Six months after the accident, Holly began volunteering as an Activity Director at Camp Susquehanna, a four- day summer camp for burn survivors ages 6 to 16. There she introduced the Warrior Scar Jewelry project, which helps campers create keepsake jewelry replicating their scars while accommodating their varying abilities. “The paradigm shift from hiding their scars to honoring and sharing them as they became the centerpiece of their jewelry was truly exhilarating to see,” says Holly.
Since that first experience, Holly and Christopher have developed multiple workshops for the Phoenix Society for Burn Survivors World Burn Congress and various support groups—helping create a growing demand for healing through art.

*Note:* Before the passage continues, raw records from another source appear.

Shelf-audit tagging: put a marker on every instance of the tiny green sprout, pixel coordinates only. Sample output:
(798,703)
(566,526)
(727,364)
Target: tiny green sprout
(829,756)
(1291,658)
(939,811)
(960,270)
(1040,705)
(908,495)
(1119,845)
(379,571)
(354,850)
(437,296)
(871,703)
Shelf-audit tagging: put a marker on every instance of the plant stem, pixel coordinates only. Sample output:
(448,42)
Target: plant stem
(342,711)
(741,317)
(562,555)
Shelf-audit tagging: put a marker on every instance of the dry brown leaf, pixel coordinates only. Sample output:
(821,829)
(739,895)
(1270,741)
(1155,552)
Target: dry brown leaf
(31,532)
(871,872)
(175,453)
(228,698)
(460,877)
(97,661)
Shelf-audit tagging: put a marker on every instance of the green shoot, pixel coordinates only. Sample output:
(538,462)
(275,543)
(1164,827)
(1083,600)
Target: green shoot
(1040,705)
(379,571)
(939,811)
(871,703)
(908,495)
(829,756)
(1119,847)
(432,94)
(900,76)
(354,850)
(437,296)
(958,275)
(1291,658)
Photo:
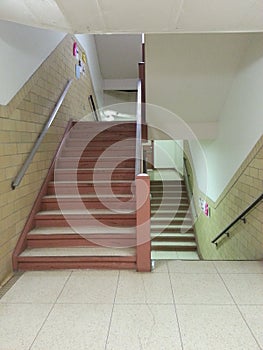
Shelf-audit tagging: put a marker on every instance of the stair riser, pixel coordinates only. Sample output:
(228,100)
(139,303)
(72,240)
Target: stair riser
(175,194)
(172,222)
(173,239)
(173,248)
(164,201)
(105,135)
(98,191)
(63,241)
(88,205)
(62,222)
(98,143)
(109,164)
(57,264)
(91,176)
(175,214)
(170,230)
(97,153)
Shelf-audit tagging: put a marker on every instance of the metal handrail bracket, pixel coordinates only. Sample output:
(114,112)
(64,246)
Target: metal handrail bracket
(138,165)
(239,217)
(30,157)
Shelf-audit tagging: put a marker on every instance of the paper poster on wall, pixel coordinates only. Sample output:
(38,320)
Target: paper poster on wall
(204,207)
(77,71)
(75,50)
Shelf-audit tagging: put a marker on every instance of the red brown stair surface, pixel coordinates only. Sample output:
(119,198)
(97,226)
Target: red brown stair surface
(86,218)
(172,226)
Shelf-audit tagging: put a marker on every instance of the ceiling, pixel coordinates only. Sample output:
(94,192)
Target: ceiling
(136,16)
(119,55)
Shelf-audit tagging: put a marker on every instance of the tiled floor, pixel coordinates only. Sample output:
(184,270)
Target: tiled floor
(181,305)
(164,174)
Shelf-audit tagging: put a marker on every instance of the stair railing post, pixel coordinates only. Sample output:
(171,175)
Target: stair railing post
(143,223)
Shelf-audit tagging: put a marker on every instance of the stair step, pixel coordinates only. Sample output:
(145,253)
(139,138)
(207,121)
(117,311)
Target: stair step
(98,174)
(85,187)
(82,230)
(173,246)
(77,258)
(67,202)
(75,142)
(91,152)
(109,163)
(172,228)
(82,236)
(172,237)
(170,213)
(76,218)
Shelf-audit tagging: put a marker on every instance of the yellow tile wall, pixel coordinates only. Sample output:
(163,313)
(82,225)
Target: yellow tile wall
(21,121)
(246,240)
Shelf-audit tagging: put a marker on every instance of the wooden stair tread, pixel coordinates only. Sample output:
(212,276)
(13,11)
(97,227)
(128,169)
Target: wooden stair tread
(77,251)
(86,212)
(82,230)
(88,196)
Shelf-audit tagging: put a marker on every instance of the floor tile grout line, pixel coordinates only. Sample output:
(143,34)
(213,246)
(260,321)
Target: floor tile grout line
(50,311)
(112,309)
(175,310)
(240,312)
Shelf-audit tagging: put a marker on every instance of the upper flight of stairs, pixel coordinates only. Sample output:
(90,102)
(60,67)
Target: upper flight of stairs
(87,215)
(171,221)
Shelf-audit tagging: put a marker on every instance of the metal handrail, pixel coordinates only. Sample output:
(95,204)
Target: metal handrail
(189,189)
(138,154)
(93,108)
(31,155)
(240,217)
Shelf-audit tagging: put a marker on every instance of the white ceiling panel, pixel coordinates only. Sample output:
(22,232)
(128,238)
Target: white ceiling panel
(138,15)
(119,55)
(35,13)
(254,17)
(84,16)
(214,15)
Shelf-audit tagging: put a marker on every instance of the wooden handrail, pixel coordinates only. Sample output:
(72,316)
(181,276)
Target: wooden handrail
(143,223)
(138,155)
(239,217)
(31,155)
(30,223)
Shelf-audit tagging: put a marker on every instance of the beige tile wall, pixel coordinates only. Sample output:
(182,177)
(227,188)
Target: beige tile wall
(246,240)
(20,124)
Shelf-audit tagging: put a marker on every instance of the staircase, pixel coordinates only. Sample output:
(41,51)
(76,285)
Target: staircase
(171,222)
(87,215)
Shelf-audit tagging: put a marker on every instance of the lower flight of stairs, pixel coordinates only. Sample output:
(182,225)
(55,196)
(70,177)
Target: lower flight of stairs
(171,222)
(87,215)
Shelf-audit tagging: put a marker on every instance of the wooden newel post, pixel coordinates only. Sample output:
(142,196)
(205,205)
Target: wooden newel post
(143,223)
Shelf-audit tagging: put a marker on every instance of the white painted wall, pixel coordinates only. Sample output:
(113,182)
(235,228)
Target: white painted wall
(89,45)
(240,123)
(23,49)
(191,74)
(168,154)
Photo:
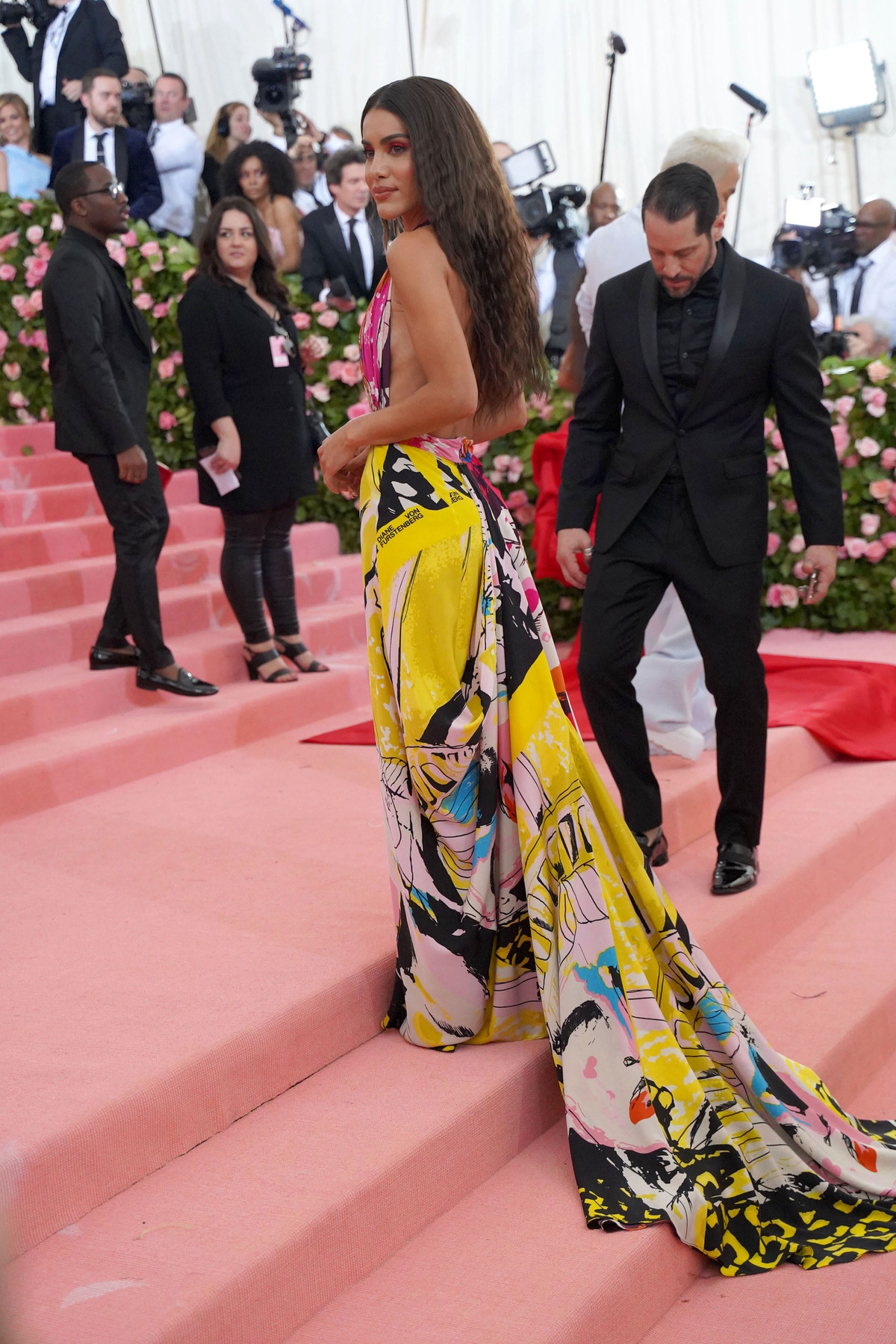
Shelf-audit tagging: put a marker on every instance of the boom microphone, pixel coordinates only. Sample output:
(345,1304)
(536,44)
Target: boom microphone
(756,104)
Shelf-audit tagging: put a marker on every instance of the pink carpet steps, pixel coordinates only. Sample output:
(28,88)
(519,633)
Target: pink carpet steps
(203,1136)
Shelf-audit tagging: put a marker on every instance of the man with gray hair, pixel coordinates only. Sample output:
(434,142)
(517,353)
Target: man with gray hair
(669,683)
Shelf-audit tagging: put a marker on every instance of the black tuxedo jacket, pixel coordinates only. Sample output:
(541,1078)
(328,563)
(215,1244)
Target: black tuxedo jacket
(134,166)
(93,40)
(100,349)
(326,255)
(625,433)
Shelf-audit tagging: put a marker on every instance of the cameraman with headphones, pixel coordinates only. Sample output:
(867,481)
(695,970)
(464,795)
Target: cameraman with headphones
(73,37)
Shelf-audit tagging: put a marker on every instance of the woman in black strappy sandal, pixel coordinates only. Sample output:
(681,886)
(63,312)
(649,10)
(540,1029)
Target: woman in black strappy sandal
(240,359)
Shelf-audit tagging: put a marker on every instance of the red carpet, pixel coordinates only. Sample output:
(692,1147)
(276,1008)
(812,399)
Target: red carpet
(849,707)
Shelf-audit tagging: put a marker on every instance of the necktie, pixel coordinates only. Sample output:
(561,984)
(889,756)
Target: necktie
(857,288)
(355,253)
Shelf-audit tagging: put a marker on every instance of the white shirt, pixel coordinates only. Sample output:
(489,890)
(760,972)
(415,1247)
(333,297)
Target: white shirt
(612,250)
(364,241)
(879,289)
(108,147)
(180,161)
(52,47)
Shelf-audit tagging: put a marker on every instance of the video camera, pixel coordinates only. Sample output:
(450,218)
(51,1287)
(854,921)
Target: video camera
(279,77)
(40,13)
(544,214)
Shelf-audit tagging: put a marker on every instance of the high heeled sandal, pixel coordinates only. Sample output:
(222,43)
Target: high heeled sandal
(257,660)
(294,651)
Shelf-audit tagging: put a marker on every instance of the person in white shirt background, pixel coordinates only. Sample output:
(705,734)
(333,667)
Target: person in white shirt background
(178,154)
(679,712)
(867,289)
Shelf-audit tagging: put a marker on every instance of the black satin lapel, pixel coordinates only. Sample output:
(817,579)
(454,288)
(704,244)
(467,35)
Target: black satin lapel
(729,302)
(648,332)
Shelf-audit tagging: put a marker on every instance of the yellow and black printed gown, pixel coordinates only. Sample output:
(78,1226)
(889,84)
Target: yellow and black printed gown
(524,907)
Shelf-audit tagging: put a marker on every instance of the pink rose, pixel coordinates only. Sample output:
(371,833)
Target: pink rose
(841,438)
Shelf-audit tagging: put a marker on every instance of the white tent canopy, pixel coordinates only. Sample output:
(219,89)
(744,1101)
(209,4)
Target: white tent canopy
(536,72)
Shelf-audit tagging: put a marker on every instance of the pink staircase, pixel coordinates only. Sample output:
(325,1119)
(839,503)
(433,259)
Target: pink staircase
(205,1139)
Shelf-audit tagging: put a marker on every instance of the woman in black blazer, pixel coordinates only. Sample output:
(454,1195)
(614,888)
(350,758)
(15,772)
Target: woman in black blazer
(240,358)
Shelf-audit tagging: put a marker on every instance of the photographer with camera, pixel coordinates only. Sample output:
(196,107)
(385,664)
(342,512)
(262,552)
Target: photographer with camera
(178,154)
(73,37)
(102,139)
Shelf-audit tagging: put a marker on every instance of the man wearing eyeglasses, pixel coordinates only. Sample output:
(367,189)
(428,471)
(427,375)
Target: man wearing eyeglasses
(100,363)
(100,139)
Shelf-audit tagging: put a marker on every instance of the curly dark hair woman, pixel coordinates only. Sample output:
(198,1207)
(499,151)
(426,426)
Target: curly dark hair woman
(264,175)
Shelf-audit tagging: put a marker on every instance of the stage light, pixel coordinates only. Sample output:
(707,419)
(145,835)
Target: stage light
(847,85)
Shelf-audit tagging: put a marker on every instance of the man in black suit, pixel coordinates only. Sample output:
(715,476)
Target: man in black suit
(100,139)
(343,250)
(687,352)
(78,37)
(100,361)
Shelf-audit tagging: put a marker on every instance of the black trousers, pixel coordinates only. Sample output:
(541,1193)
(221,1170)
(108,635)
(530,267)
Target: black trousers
(139,517)
(257,567)
(625,585)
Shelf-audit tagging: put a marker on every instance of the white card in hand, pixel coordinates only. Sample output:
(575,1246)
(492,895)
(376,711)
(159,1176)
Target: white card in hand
(226,482)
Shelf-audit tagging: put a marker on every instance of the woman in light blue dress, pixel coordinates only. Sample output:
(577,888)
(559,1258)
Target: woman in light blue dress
(22,174)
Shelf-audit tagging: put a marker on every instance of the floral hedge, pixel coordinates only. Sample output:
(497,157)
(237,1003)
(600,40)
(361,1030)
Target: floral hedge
(862,401)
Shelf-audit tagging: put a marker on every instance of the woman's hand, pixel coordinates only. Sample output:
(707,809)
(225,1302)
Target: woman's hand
(343,461)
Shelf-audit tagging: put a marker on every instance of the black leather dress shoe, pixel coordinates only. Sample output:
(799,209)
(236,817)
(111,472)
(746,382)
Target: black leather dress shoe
(101,658)
(736,870)
(655,853)
(183,685)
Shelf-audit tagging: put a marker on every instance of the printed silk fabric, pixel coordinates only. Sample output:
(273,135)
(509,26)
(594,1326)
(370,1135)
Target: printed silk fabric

Holly holds a B.S. in Fine Art and Education and an Art Therapy Practitioner Certification. She combines art and
dialogue as a healing modality and is double-certified as a peer support volunteer for burn survivors (SOAR) and
trauma survivors (Boulder Crest Foundation).
Christopher’s own Post-Traumatic Growth (PTG) was life-changing. Both he and Holly were inspired by his dramatic transformation and positive outlook. All too often, the focus remains on the negative aspects of PTSD; discovering the lesser-known field of PTG motivated them to make this teachable skill set available to as many survivors as possible during the appropriate stages of their recovery.